I seriously doubt actual call center employees ever really look this happy...
So I’m some months into my first working experience in the inbound call center world -albeit working from home.
While trying to answer random callers’ questions about obtaining government loans and grants is certainly not a role to which I’ve ever aspired, in our present circumstances, I’m truly thankful for the work, and it can be rewarding on those occasions when I genuinely feel as if I’ve helped someone.
However, I quickly discovered that this gig can be majorly frustrating as well.
Beyond being cursed out by callers, dealing with likely fraudsters, IT issues and the like, it’s actually the rules of the call center world itself that I find the most trying.
The greatest of those frustrations centers on the fact that what I consider trying my best to help people and what those who evaluate us consider a top effort aren’t likely to be the same thing. I certainly understand that they need metrics of some sort, and that perceived efficiency (i.e. the highest possible number of short calls) is chief among those. Where that model seems to fall short, however, is primarily measuring what we do with a counter and a timer. We’re under considerable pressure to complete as many calls as possible, as quickly as possible, and to also make our mandatory after-call notes in less than 60 seconds in order to be available for the next call. While there’s admittedly some necessity to handling calls and post-call work efficiently, it seems to me the number one goal in anything labeled ‘customer service’ should be exactly that - and that’s not something best measured with a stop watch and a calculator.
Actually helping a caller reminds me more of my time as an EMT, where I found that patience and empathy often proved at least as important as vitals and drugs. Something the nature of a government loan is complicated enough for me, even with specialized training. It has to be very daunting indeed for many of the callers with whom I speak. On top of that, we’re at the mercy of: Folks with a poor command of the English language, poor-quality connections (Pro Tip: Calling about an important financial matter from your noisy car on speaker phone is not in your best interests…), ill-prepared callers who spend the first few minutes just fumbling for their application number or other basic information, or callers who seem to be spoiling for a fight right from the word ‘Hello.’ Those are all things that lengthen calls which we can do little or nothing about.

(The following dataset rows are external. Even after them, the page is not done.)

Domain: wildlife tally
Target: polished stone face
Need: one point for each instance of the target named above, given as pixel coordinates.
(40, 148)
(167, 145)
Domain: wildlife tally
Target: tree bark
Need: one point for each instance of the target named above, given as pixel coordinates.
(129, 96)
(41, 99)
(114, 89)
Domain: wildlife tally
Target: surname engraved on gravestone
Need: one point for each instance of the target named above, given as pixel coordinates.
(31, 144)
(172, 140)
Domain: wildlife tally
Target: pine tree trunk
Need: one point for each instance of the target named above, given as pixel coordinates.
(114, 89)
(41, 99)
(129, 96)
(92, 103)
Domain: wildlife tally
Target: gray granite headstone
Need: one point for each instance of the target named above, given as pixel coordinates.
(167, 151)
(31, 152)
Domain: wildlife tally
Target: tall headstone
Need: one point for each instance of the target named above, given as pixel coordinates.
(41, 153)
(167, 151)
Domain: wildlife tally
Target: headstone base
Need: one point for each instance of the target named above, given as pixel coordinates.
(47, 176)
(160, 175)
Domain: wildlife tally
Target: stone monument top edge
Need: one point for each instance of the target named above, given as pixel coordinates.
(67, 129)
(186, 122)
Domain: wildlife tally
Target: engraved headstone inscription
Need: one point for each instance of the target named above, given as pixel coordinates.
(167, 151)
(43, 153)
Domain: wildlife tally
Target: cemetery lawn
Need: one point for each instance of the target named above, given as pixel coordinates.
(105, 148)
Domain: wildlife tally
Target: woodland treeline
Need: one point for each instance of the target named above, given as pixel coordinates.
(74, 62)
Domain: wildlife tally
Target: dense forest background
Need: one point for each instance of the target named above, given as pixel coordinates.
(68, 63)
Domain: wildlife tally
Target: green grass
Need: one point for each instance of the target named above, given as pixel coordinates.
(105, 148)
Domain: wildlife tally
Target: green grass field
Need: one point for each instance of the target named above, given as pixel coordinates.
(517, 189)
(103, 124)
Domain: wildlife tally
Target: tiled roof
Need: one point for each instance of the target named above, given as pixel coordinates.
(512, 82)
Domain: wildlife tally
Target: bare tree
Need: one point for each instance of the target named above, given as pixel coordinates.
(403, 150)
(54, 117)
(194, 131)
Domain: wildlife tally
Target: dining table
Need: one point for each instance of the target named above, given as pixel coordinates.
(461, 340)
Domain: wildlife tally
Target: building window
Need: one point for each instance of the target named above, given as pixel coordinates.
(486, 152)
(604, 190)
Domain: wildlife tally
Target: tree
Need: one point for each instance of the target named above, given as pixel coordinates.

Evaluators do occasionally listen in on calls, and occasionally callers provide their own positive or negative feedback, but the vast majority of the time, it’s just about time on the line, regardless of what actually transpired on any given call.
Nothing to be done about it, really. Nature of the beast. It’s also quite possible that more savvy and experienced call-takers view things differently. I’m just a newbie calling it as I see it so far.
End of rant. Thanks for calling…err, listening.